Mechanistic Insights for Nitromethane Activation into Reactive Nitrogenating Reagents

• Published in: ChemCatChem Vol. 13; no. 9; pp. 2132 - 2137
• Main Authors: Qu, Zheng‐Wang, Zhu, Hui, Grimme, Stefan
• Format: Journal Article
• Language: English
• Published: Weinheim Wiley Subscription Services, Inc 07.05.2021
• Subjects: Acetic acid; acid catalysis; Additives; hydrolysis; nitrogenation; Nitromethane; reaction mechanism; Reagents; Triflic acid
• ISSN: 1867-3880; 1867-3899
• DOI: 10.1002/cctc.202100086

Recently, it was found that nitromethane (CH3NO2) can be activated into a useful nitrogenating reagent for the synthesis of amide and nitrile compounds. In this work, the mechanisms of CH3NO2 activation are explored in detail by extensive DFT calculations. In aqueous triflic acid (HOTf) solution, the formal 1,3‐H‐shift of CH3NO2 into transient CH2=NO2H is identified as the rate‐limiting step over a barrier of 29.6 kcal/mol, followed by multistep acid hydrolysis to cleave the C=N bond to form NH3OH+ (and HCOOH) as final product. In contrast, in non‐aqueous acetic acid (AcOH) solution with electrophilic Tf2O and nucleophilic HCOOH additives, the C=N bond is cleaved by sequential steps of H2O elimination, electrophilic Tf2O activation, nucleophilic HCOOH addition and acetate/TfO− exchange, affording AcONH3+ as more reactive nitrogenating reagent for Beckmann‐type reactions.
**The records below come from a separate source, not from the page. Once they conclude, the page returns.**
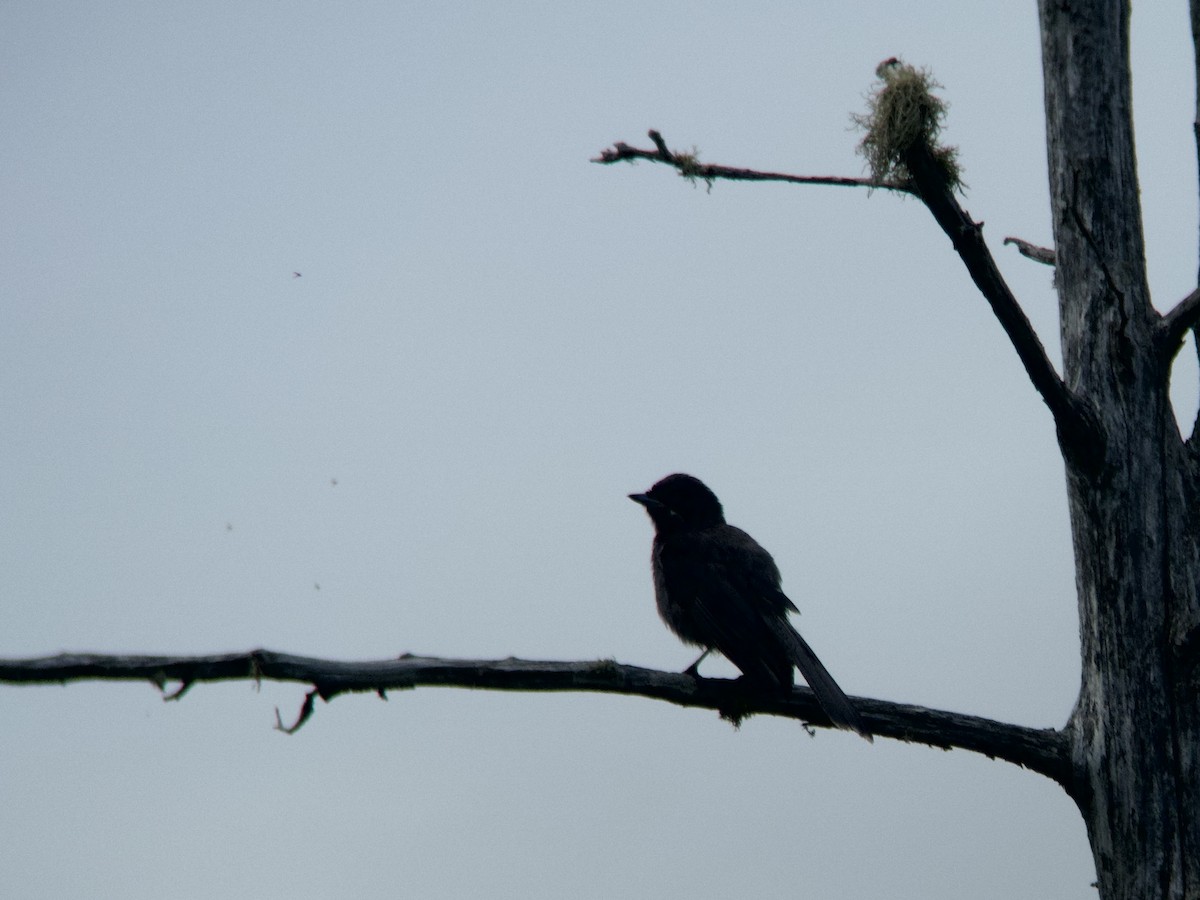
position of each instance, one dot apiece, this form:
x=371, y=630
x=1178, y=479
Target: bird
x=717, y=588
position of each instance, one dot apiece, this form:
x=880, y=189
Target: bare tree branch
x=1032, y=251
x=1043, y=750
x=1079, y=430
x=693, y=169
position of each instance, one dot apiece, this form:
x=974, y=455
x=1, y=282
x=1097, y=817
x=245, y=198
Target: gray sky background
x=491, y=345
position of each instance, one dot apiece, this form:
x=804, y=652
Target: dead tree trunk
x=1132, y=485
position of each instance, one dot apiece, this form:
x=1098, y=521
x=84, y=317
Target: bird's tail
x=833, y=700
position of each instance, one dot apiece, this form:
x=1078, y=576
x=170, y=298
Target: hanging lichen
x=903, y=113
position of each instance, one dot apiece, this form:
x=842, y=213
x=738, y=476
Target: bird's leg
x=694, y=669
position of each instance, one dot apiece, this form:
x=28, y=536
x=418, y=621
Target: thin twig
x=1032, y=251
x=1173, y=328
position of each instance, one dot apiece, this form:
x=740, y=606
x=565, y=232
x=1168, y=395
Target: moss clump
x=903, y=113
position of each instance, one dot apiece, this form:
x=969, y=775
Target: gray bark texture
x=1132, y=484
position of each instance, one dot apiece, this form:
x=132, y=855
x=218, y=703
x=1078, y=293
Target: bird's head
x=681, y=503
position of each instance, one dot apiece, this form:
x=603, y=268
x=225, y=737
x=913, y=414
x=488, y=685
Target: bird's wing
x=729, y=588
x=738, y=599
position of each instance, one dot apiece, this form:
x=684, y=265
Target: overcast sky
x=490, y=345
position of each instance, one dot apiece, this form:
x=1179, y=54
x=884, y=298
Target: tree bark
x=1134, y=731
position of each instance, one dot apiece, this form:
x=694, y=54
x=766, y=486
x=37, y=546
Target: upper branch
x=1079, y=431
x=693, y=169
x=1043, y=750
x=1078, y=427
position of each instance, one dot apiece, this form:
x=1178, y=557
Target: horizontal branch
x=1043, y=750
x=691, y=168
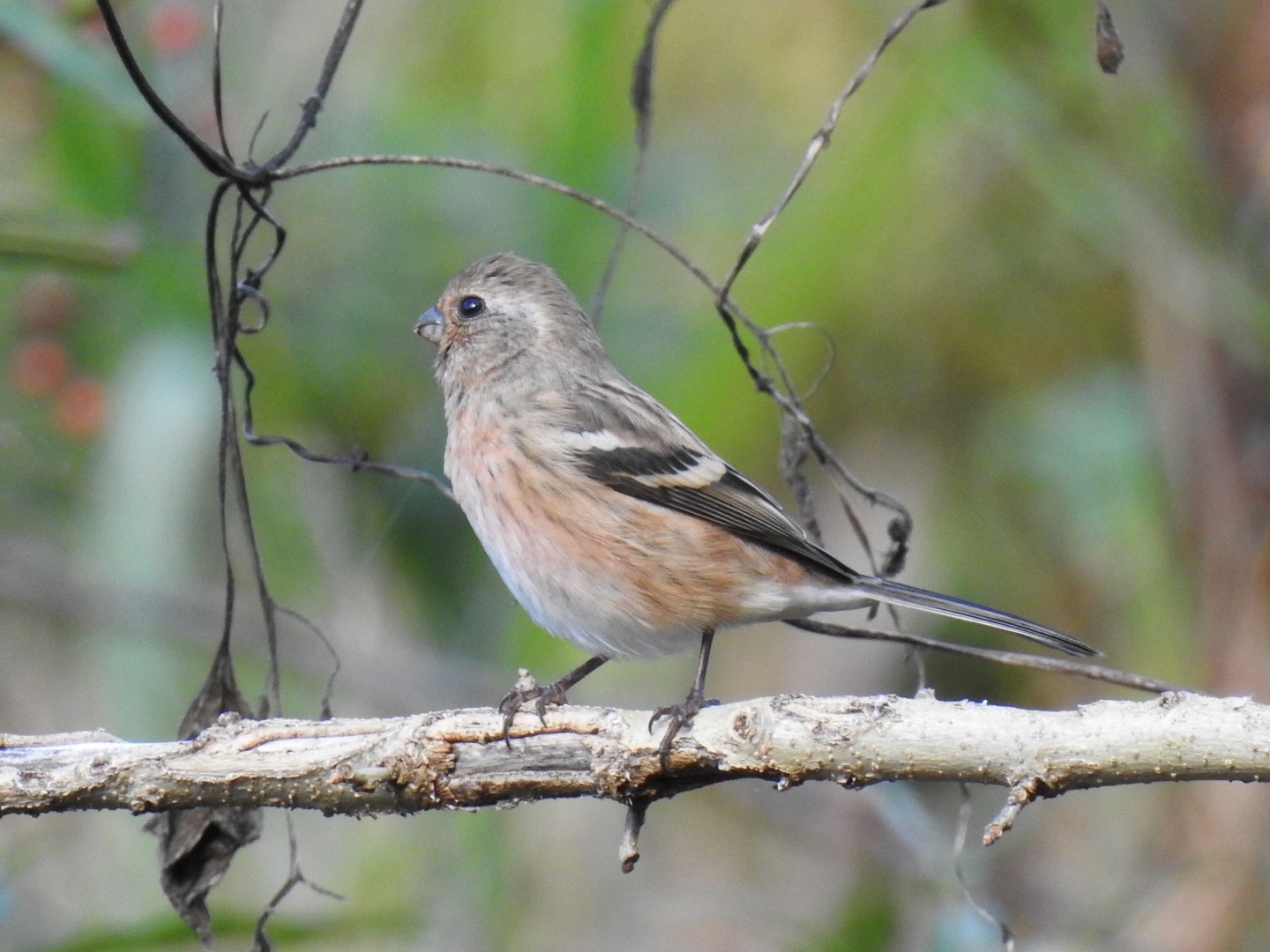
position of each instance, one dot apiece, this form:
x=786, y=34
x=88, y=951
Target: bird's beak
x=430, y=325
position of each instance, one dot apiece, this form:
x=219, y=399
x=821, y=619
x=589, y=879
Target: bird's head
x=507, y=314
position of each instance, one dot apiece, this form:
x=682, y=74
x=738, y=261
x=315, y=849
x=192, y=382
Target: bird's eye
x=471, y=306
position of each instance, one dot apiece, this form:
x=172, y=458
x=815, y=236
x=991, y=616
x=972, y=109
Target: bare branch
x=458, y=759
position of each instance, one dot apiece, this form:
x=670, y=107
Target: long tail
x=909, y=597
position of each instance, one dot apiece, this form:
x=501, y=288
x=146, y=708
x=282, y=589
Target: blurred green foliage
x=1022, y=264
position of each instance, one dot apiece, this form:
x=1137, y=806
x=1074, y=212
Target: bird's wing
x=621, y=437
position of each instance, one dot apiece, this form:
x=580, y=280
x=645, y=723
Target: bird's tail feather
x=908, y=597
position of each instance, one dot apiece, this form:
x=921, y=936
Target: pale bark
x=458, y=758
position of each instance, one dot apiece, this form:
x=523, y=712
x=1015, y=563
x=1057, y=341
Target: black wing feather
x=732, y=502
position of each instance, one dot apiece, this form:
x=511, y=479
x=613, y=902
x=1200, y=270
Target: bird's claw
x=526, y=689
x=677, y=718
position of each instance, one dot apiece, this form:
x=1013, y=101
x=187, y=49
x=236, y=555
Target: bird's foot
x=525, y=691
x=677, y=718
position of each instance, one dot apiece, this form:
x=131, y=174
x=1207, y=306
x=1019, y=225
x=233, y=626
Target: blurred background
x=1047, y=292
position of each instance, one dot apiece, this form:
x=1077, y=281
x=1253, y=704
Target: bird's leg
x=680, y=716
x=527, y=689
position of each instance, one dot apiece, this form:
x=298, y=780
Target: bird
x=611, y=524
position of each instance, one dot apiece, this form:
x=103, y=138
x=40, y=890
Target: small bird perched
x=609, y=521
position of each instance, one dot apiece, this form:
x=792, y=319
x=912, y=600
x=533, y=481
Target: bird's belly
x=615, y=576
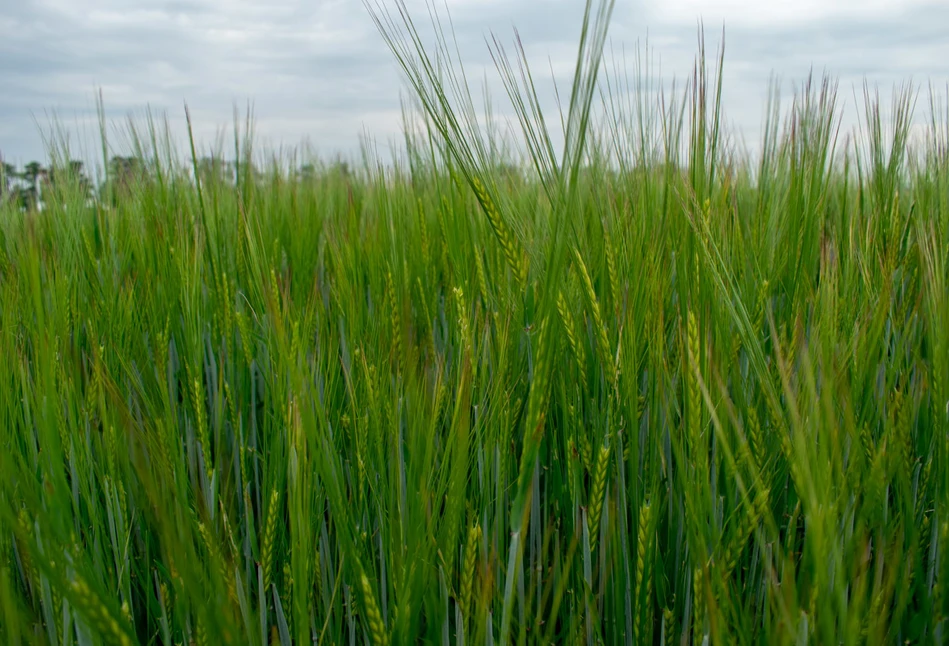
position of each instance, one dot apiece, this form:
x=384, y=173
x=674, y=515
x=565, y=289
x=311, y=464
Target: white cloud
x=319, y=70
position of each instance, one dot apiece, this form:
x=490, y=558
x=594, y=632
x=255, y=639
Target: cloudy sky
x=318, y=71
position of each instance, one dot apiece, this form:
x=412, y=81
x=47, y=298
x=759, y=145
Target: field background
x=646, y=389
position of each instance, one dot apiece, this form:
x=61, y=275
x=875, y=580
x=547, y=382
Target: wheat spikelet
x=505, y=237
x=752, y=518
x=611, y=271
x=395, y=323
x=201, y=633
x=537, y=399
x=756, y=437
x=317, y=577
x=423, y=233
x=696, y=435
x=572, y=338
x=698, y=604
x=377, y=628
x=467, y=579
x=26, y=529
x=243, y=328
x=201, y=422
x=903, y=419
x=668, y=626
x=644, y=541
x=603, y=344
x=270, y=531
x=461, y=306
x=482, y=278
x=597, y=493
x=586, y=450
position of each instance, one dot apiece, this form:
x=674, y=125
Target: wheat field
x=648, y=388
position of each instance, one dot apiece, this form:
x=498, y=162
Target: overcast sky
x=317, y=70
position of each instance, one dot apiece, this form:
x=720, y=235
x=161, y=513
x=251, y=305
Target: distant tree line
x=35, y=186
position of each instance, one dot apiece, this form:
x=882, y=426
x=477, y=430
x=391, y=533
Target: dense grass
x=634, y=395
Nitromethane activation: DFT calculations show that acid hydrolysis of CH3NO2 is rate‐limited by acid‐catalyzed conversion to CH2=NO2H, followed by protic activation and nucleophilic H2O addition to form NH3OH+. In non‐aqueous solution, acid‐catalyzed H2O‐elimination of CH2=NO2H is followed by electrophilic Tf2O activation, nucleophilic HCOOH addition and final AcOH stabilization to form AcONH3+ as more reactive nitrogenating reagent.